A User is defined by a combination of username, password, local roles, upstream roles, and alias mappings. Except for upstream roles, all values can be managed locally. There are two methods for managing user accounts:

  1. User Admin UI: Manage users directly in the UI.

  2. YAML File: Create a YAML file and set the auth.user_definition_file setting to its location. The file should include a list of user definitions with usernames, roles, and protection status.

Example YAML Configuration:

- username: "user1"
  roles:
    - "operator"

- username: "user2"
  roles:
    - "garden_admin"

- username: "user3"
  roles:
    - "read_only"

- username: "user4"
  roles:
    - "plugin_admin"
  protected: True

For additional examples, refer to the users.yaml file in the following link: :https://github.com/beer-garden/beer-garden/tree/develop/src/app/example_configs[example configs.]

Protected user accounts cannot be managed via the User Admin UI. Users always retain access to their own requests, even if their roles change, provided they have at least READ_ONLY permissions.
Passwords should not be stored in plain text in the YAML file.
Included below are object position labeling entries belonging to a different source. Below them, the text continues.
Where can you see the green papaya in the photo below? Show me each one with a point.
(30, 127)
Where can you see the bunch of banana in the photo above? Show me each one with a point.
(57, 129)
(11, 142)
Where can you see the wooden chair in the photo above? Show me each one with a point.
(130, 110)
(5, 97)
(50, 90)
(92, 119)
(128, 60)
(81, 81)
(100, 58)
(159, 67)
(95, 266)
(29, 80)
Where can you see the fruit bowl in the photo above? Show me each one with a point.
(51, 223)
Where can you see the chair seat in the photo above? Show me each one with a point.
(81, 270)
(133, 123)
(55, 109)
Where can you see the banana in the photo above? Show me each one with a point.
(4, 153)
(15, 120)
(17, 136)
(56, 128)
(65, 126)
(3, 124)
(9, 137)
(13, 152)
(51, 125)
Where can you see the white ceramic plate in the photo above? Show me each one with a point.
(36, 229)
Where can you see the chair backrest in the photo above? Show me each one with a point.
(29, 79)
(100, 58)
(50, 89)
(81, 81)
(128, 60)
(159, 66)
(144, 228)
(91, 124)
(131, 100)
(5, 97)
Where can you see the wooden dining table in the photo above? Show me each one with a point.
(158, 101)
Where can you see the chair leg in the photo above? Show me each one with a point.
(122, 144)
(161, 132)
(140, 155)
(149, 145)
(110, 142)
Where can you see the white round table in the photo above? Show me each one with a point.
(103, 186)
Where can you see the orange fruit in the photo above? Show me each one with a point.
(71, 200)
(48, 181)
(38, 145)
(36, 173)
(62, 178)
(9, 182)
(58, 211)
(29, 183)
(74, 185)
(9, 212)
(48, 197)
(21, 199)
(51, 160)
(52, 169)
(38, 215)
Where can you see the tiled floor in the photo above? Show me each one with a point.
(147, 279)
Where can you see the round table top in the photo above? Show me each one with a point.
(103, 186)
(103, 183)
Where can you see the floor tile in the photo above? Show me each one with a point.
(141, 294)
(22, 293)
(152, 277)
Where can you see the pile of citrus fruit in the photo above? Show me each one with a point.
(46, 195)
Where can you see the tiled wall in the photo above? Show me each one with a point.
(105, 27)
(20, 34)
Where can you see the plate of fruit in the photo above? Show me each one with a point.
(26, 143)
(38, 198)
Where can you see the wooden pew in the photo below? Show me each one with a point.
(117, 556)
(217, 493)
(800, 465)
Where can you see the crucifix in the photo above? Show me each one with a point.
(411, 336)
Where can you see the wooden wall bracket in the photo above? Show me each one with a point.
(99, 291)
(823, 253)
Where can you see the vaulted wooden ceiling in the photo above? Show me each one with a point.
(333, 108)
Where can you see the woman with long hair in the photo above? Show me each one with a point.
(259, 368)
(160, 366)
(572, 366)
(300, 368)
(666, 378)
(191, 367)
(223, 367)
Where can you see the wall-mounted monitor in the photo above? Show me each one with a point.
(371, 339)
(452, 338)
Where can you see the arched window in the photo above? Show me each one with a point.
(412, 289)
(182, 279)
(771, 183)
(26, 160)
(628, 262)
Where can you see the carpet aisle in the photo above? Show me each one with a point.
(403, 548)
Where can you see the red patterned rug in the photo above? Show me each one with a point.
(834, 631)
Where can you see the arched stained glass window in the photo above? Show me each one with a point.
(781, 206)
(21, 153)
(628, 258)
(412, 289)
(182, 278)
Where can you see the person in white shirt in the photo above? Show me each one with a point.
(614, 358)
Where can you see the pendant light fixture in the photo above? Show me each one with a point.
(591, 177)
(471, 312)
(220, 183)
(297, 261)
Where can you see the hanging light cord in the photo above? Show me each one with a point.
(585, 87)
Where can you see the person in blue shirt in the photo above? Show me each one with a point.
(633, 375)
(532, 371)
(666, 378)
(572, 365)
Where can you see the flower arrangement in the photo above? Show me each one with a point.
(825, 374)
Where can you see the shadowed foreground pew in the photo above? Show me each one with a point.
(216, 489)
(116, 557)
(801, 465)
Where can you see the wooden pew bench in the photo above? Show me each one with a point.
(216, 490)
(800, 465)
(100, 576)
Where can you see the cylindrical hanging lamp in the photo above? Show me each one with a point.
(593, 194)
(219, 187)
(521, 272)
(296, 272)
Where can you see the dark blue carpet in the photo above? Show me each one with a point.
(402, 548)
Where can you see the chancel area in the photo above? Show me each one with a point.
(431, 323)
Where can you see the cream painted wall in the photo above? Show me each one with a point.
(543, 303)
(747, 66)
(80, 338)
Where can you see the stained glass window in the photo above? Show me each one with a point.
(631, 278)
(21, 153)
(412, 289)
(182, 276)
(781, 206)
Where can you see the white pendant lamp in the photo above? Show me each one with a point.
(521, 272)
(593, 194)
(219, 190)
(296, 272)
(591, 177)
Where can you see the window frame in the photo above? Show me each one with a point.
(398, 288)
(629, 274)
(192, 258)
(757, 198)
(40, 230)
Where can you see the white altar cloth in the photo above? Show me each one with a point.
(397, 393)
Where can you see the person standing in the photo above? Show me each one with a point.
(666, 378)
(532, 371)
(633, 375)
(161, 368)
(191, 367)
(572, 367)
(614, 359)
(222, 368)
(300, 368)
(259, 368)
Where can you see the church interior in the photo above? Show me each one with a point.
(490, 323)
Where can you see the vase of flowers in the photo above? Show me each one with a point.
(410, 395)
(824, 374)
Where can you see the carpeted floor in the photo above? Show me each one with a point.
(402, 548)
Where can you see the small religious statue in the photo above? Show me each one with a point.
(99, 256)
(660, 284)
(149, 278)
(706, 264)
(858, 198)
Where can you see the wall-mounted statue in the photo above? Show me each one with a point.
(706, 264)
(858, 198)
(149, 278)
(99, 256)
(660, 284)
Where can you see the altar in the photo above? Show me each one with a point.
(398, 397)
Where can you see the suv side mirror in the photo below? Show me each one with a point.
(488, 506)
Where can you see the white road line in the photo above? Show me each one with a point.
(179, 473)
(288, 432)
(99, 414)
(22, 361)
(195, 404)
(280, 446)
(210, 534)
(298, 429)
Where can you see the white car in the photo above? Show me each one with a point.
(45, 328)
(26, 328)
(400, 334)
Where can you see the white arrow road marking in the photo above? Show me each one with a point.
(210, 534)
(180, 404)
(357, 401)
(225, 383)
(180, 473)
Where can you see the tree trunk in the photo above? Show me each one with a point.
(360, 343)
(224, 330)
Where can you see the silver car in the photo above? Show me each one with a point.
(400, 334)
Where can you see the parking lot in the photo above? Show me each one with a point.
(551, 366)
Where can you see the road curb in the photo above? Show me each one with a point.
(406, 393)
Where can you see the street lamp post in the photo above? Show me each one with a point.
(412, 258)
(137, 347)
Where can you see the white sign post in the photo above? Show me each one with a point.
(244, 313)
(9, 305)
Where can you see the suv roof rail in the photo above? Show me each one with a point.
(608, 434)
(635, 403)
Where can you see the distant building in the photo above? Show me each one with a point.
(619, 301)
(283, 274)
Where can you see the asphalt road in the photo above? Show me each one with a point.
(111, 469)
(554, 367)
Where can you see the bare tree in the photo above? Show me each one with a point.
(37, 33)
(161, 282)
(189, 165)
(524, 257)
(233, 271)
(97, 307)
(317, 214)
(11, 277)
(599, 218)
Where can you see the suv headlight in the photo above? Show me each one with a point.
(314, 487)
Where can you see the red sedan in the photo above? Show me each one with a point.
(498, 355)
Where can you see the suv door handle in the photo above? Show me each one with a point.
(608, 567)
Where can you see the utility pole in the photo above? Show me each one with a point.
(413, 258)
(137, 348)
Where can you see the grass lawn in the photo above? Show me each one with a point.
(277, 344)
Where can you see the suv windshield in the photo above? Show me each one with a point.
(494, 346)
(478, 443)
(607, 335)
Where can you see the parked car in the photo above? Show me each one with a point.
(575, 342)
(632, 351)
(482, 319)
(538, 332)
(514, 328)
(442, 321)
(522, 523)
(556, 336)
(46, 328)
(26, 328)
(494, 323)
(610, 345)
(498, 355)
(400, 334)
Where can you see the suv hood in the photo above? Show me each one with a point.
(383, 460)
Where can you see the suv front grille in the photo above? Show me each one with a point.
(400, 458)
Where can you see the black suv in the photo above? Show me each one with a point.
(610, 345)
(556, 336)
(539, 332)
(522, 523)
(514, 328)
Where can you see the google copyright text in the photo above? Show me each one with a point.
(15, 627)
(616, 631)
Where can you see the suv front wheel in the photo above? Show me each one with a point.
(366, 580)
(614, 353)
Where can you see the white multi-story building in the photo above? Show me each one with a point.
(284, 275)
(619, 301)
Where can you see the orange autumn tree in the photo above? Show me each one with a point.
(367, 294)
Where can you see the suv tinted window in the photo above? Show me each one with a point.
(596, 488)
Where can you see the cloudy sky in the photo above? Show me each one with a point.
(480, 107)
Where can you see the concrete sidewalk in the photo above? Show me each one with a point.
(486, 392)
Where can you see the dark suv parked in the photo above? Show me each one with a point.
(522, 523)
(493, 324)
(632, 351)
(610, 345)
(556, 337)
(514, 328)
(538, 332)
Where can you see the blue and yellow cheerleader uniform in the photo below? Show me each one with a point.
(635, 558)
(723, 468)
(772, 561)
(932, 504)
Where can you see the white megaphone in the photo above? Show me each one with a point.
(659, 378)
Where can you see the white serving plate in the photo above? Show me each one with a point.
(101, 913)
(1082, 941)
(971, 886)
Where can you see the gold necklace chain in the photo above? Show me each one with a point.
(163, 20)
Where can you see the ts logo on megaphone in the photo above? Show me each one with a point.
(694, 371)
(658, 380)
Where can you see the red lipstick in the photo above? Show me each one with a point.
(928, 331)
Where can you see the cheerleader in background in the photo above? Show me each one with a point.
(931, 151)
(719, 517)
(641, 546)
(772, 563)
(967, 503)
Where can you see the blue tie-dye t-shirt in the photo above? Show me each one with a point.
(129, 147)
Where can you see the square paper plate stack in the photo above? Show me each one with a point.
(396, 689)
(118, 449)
Garden Alias User Mappings

For users with accounts across multiple Beer Gardens, alias mapping maintains traceability of requests. Requests forwarded to a Child Beer Garden are mapped to the Alias username, and requests received from a Child Beer Garden map back to the local Username. Alias mappings are managed through the User Admin UI.

Syncing User Permissions

Beer Garden syncs user accounts with Child Beer Gardens under two conditions:

  1. The user has alias mappings to the child garden.

  2. The child garden configuration enables shared_users.

Roles forwarded to Child Beer Gardens are filtered accordingly to what is within their operational scope.

Roles without scopes will be applied universally to all Child Gardens for affected user accounts.